Essa “loucura” tem se tornado cada vez mais comum. A possibilidade de rastrear a localização do aparelho roubado, permitida por aplicativos dos três maiores sistemas operacionais (Android, iOS e Windows Phone), é vista como um perigoso atrativo às vítimas de roubos ou furtos de celulares. A descrença na eficiência da polícia, muitas vezes motivada pela própria instituição quando não se empenha em resolver o caso, ou a falsa ideia de que ela não é necessária, colaboram para o aumento desse tipo de prática.
Mariana Scarpari teve três celulares diferentes nos três últimos anos. Todos roubados. O último também sumiu em uma festa, mas na França. Conseguiu localizar o aparelho no último caso, mas a polícia alegou que roubos assim eram “comuns” e que se fossem atrás de todos os casos “não fariam mais nada”.
Impunidade. Segundo dados da pesquisa de vitimização em São Paulo, feita pelo Instituto de Ensino e Pesquisa, o Sniper, a participação do celular entre os objetos mais furtados e roubados praticamente triplicou em dez anos – saltando de 20,7% para 59,2%, entre 2003 e 2013. Em paralelo, roubos de dinheiro ficaram em segundo, caindo de 66,7% para 38,3%.

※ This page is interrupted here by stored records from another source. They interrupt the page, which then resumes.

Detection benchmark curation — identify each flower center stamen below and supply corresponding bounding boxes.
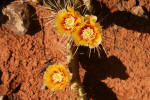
[81,27,94,40]
[64,16,75,29]
[52,73,63,83]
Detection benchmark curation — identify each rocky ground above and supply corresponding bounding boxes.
[0,0,150,100]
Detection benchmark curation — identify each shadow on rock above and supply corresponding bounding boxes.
[79,47,129,100]
[0,0,11,27]
[92,0,150,33]
[27,5,41,35]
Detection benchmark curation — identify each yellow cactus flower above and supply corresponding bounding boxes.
[72,15,102,48]
[55,7,81,35]
[44,64,71,91]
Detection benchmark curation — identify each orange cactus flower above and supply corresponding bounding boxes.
[44,64,71,91]
[55,7,81,35]
[72,15,102,48]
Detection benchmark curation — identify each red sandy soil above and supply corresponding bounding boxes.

André Zanetic, pesquisador do Núcleo de Estudos da Violência da USP, vê um processo cíclico nesse quadro. “Celulares são aparelhos pequenos com alto valor agregado, mas a polícia não vai atrás porque há muitos casos. A impunidade aumenta a descrença das vítimas e, por fim, encoraja os criminosos.”
Em março, casos de roubo em geral cresceram 33,9% em São Paulo, na comparação com o ano passado. Segundo a Secretaria de Segurança Pública, a polícia resolveu apenas cerca de 2% dos casos.
No caso da estudante de arquitetura Rázia Krug, a polícia foi acionada. Morando em São Paulo há dois anos, foi roubada duas vezes. Na última, após acessar o serviço Buscar meu iPhone (Find my iPhone), viu o aparelho perambulando pela Praça da Sé. Tirou fotos da tela, ligou no 190 e ouviu da polícia que “dariam uma passada para conferir”. Sem sucesso, sugeriu acompanhar os policiais no camburão. “Não podemos colocar em risco a sua integridade física”, foi a resposta.
O delegado Luis Tuckumantel, da 1ª Delegacia Seccional de São Paulo, defende que para a polícia não são suficientes apenas as informações oferecidas pelos aplicativos. De acordo com ele, ocorrem imprecisões de até 30 metros e a informação muitas vezes pode ser modificada pelo próprio criminoso.
Para Zanetic, também associado do Fórum Brasileiro de Segurança Pública, a polícia deveria investigar todos os casos que são levados à delegacia e, caso receba apenas a localização, usá-la como indício, mesmo que o dado seja impreciso. “Essa informação é útil por si só. Por que não uma investigação naquele raio de ação? Por que não conferir a localização de todos os roubos e, percebendo um padrão, usar em uma investigação mais abrangente?”